If the user ran multiple benchmarks, present a summary comparison table at the end:

| Benchmark       | Your Result | Official Baseline |
|-----------------|-------------|-------------------|
| screenspot-pro  | XX.X%       | XX.X%             |
| screenspot-v2   | XX.X%       | XX.X%             |
| ...             | ...         | ...               |

Official baseline reference

Use this table to look up official baselines for comparison. - means no official number is available.

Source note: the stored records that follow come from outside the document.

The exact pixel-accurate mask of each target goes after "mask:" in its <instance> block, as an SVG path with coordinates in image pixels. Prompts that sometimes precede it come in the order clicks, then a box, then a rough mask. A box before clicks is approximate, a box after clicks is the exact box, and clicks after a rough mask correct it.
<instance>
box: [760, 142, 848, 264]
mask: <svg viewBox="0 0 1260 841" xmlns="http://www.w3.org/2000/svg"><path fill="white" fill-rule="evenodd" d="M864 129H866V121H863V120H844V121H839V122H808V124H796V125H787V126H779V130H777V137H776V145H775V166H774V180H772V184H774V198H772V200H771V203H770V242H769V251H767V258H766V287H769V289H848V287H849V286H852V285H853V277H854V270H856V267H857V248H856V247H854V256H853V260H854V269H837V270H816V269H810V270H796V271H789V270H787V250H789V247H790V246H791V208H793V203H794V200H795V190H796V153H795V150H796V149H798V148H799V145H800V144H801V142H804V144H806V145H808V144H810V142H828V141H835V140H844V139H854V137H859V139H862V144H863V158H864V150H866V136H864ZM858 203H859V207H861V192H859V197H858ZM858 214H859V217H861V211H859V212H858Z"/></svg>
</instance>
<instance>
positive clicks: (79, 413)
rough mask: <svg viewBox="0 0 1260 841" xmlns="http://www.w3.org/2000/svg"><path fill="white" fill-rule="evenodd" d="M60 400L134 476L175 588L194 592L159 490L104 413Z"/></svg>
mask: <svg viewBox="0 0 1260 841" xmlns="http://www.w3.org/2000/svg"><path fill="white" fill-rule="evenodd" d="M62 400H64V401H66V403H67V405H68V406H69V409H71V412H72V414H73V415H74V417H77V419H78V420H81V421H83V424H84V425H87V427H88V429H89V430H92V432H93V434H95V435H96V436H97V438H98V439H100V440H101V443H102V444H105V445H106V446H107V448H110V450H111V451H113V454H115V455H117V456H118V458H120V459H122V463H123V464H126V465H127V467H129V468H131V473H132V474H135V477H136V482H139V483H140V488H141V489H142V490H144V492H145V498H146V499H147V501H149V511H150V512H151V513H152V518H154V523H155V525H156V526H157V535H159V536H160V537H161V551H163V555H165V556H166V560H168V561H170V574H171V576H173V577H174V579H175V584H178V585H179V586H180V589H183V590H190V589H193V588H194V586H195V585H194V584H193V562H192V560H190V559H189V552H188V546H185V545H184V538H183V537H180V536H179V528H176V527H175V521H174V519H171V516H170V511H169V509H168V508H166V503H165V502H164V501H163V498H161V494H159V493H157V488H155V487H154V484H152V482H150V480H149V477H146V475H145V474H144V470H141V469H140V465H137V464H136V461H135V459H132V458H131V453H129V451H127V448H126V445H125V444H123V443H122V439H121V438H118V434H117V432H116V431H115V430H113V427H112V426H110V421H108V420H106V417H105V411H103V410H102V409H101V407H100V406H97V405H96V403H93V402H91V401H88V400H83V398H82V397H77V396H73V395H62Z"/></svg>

Model	ScreenSpot-Pro	ScreenSpot-V2	UIVision	MMB-GUI	OSWorld-G
GUI-G2-7B	47.50	93.30	-	-	-
GUI-Owl 1.5-2B	57.80	89.70	-	72.17	52.80
GUI-Owl 1.5-4B	66.80	93.20	-	83.24	63.70
GUI-Owl 1.5-8B	71.10	93.70	-	82.52	65.80
Qwen3-VL-2B	48.50	-	-	-	-
Qwen3-VL-4B	59.50	-	-	-	-
Qwen3-VL-8B	54.60	-	-	-	-
UI-TARS 1.5-7B	49.60	-	-	-	-
UI-Venus-7B	50.80	94.10	26.50	-	58.80
UI-Venus 1.5-2B	57.70	92.80	44.80	80.30	59.40
UI-Venus 1.5-8B	68.40	95.90	46.50	88.10	69.70
MAI-UI-2B	57.40	92.50	30.30	82.60	52.00
MAI-UI-8B	65.80	95.20	40.70	88.80	60.10
StepGUI-4B	60.00	93.60	-	84.00	66.90

When looking up the baseline, match by model name and size. If the exact size is not in the table (e.g. user tested a new size), show the closest available sizes for reference. If no baseline exists (-), note that no official number is available for this combination.

Pitfalls

Always cd clawgui-eval first. All relative paths (data/, image/, output/) depend on this.
Never omit --benchmark. Without it, main.py runs ALL benchmarks in the registry, which takes extremely long.
maiui uses TV_OR_VT=tv, not vt. Do not change this to match other models.
--resume is on by default. Re-running the same experiment+benchmark continues from where it stopped rather than starting over.